= Naud Junction (Los Angeles) =

Human settlement in California, United States of America

Naud Junction was an area in northern Downtown Los Angeles, California. It was located at the junction of Main Street and Alameda Street, where Southern Pacific Railroad trains veered off Alameda to tracks along Alhambra Avenue and the Los Angeles River.

==History==
It is named for French-American warehouseman Edouard Naud, who built a warehouse at the junction in 1878. Naud Junction was marked by a signal tower built at Alameda and Ord streets in 1898. This was torn down in 1940, after Union Station was built.

==Boxing pavilion==
From 1905 to 1913, Naud Junction was the location of the city of Los Angeles' primary boxing pavilion, which was built by promoter Thomas McCarey.
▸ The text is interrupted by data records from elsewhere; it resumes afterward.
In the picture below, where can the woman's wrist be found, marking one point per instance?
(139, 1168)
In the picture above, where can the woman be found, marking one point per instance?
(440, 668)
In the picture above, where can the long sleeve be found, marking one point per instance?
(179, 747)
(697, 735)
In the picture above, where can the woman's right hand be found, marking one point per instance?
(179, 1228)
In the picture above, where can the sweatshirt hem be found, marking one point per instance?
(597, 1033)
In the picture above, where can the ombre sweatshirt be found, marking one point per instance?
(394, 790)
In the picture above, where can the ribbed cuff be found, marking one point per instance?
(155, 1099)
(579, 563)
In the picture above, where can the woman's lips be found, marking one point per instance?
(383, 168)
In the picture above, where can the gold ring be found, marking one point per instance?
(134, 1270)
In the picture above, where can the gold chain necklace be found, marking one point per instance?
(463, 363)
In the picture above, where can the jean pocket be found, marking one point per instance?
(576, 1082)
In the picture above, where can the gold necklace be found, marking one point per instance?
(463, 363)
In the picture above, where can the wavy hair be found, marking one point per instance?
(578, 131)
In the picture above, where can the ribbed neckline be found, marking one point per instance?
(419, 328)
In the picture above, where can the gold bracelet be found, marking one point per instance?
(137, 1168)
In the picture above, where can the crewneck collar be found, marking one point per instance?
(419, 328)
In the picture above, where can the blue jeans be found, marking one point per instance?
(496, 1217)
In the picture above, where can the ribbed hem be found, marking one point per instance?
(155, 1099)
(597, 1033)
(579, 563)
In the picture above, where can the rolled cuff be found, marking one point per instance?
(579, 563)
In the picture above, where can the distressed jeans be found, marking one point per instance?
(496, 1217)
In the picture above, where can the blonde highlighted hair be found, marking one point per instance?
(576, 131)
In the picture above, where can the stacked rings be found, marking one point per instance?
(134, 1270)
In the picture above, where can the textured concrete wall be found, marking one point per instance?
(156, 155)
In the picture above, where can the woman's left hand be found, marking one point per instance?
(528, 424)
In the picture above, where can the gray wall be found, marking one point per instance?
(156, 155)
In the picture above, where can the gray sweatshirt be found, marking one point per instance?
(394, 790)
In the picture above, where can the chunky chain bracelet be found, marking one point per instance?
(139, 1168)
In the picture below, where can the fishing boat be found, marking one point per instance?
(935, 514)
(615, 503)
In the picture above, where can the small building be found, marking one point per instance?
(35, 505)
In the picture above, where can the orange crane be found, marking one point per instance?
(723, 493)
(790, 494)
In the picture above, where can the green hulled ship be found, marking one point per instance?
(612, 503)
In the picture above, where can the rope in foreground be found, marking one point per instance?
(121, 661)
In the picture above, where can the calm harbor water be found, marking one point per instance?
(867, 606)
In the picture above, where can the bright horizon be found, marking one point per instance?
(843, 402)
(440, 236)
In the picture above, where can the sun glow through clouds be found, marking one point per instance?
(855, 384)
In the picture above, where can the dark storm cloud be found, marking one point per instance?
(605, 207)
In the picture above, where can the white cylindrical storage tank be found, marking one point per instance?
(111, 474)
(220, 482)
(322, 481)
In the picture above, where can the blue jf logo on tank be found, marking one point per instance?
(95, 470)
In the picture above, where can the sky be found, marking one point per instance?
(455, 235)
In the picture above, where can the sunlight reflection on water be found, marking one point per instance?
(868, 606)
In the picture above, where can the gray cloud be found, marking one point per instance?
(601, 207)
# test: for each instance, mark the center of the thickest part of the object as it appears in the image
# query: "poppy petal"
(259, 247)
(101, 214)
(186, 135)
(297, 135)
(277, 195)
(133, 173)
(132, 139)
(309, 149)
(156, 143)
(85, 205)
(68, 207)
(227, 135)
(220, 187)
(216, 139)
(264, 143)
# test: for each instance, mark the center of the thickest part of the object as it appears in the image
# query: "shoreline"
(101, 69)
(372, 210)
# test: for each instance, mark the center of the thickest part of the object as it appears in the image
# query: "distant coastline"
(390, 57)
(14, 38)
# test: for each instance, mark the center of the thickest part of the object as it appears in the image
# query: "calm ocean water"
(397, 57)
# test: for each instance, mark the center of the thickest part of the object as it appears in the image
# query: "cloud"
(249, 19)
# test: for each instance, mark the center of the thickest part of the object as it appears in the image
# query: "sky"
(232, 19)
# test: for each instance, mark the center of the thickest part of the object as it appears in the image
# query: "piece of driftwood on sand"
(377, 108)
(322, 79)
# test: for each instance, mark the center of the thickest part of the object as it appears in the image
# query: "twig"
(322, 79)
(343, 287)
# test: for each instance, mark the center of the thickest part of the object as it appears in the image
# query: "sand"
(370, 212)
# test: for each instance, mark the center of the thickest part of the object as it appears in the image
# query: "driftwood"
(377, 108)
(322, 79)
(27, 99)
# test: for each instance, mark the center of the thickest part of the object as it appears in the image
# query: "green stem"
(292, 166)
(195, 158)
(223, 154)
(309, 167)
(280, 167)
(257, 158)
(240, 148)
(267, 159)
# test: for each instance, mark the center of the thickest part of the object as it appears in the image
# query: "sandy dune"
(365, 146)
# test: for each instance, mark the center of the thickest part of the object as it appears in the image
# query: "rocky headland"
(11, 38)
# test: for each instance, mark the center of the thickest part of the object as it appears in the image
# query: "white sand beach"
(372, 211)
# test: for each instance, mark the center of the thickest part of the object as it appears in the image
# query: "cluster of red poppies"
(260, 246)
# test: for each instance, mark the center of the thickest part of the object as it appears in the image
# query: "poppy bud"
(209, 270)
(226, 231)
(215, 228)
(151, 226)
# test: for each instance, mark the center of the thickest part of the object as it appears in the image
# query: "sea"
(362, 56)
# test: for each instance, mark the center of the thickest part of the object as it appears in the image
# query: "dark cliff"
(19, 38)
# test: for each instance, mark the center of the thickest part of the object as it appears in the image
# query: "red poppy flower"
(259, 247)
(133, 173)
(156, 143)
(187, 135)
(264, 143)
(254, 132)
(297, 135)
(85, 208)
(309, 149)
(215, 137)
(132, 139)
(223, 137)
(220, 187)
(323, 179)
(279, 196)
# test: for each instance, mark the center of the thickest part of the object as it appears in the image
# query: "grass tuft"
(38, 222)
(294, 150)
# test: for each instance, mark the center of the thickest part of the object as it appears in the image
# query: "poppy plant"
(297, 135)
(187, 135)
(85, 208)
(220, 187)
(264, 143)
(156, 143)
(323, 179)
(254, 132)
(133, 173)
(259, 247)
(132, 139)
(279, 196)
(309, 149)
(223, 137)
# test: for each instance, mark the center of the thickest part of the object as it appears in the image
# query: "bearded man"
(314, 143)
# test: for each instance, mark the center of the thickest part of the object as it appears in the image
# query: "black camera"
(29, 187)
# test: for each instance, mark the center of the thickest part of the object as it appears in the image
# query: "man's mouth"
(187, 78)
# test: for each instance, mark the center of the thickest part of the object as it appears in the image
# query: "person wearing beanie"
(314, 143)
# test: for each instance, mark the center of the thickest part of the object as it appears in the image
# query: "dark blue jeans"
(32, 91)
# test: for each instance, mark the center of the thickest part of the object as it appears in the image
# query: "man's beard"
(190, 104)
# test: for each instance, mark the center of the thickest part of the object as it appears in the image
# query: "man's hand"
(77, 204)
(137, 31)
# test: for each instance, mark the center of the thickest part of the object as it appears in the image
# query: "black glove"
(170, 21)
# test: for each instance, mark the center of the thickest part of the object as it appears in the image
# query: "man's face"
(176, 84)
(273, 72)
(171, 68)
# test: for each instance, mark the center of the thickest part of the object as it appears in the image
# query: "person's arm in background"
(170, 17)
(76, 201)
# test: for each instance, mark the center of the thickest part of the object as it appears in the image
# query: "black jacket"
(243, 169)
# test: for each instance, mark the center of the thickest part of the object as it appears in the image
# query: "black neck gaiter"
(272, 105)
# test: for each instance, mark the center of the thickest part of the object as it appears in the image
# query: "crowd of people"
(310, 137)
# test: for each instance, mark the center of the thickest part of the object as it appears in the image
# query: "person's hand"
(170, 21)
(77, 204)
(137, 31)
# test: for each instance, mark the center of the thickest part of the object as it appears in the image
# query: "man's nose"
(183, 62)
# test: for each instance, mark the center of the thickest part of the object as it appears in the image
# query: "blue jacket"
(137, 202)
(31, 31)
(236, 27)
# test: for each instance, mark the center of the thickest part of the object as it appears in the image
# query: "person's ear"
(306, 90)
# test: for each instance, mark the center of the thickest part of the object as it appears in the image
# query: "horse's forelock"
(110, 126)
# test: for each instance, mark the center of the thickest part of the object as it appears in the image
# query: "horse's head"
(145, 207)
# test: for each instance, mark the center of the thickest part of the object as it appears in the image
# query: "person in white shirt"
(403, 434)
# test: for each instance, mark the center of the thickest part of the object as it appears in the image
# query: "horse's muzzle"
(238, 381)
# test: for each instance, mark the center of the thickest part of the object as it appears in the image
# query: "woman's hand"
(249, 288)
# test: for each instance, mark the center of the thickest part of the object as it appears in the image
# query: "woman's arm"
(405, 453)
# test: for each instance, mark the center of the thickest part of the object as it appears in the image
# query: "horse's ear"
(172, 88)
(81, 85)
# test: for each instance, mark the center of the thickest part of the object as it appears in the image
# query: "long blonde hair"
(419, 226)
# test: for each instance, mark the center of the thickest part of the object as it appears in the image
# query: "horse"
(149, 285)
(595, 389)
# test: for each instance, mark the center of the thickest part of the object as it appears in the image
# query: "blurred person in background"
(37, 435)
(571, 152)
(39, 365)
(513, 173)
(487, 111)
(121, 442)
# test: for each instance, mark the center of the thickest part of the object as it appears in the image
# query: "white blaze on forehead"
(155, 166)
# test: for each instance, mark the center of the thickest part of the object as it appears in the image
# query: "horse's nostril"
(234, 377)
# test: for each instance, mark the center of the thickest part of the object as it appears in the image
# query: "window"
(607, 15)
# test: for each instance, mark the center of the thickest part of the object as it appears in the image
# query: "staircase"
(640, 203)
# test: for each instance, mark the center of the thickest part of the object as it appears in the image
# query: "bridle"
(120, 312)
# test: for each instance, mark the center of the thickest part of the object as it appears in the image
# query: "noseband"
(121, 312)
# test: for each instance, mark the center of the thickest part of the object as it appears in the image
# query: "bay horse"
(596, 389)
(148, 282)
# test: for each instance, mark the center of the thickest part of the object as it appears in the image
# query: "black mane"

The pavilion paid host to both the world middleweight championship between Hugo Kelly and Tommy Burns, a heavyweight championship bout between Burns and Marvin Hart, and a featherweight championship bout between Abe Attell and Frankie Nell. McCarey said the greatest fight he ever witnessed was a match at Naud Junction between "two Negro fighters," Jack Johnson and Denver Ed Martin. McCarey told a reporter, "Neither of them made a mistake for twelve rounds, and Denver Ed finally thought he had fooled Johnson, and we saw one of the greatest exhibitions in ring history from then on. Johnson finally won a decision that time and later stopped Denver Ed. I believe either one could have whipped any man that ever lived at that time."

Naud Junction was also witness to a Billy Sunday crusade in 1909.

The Naud Junction boxing arena burned down on September 22, 1915.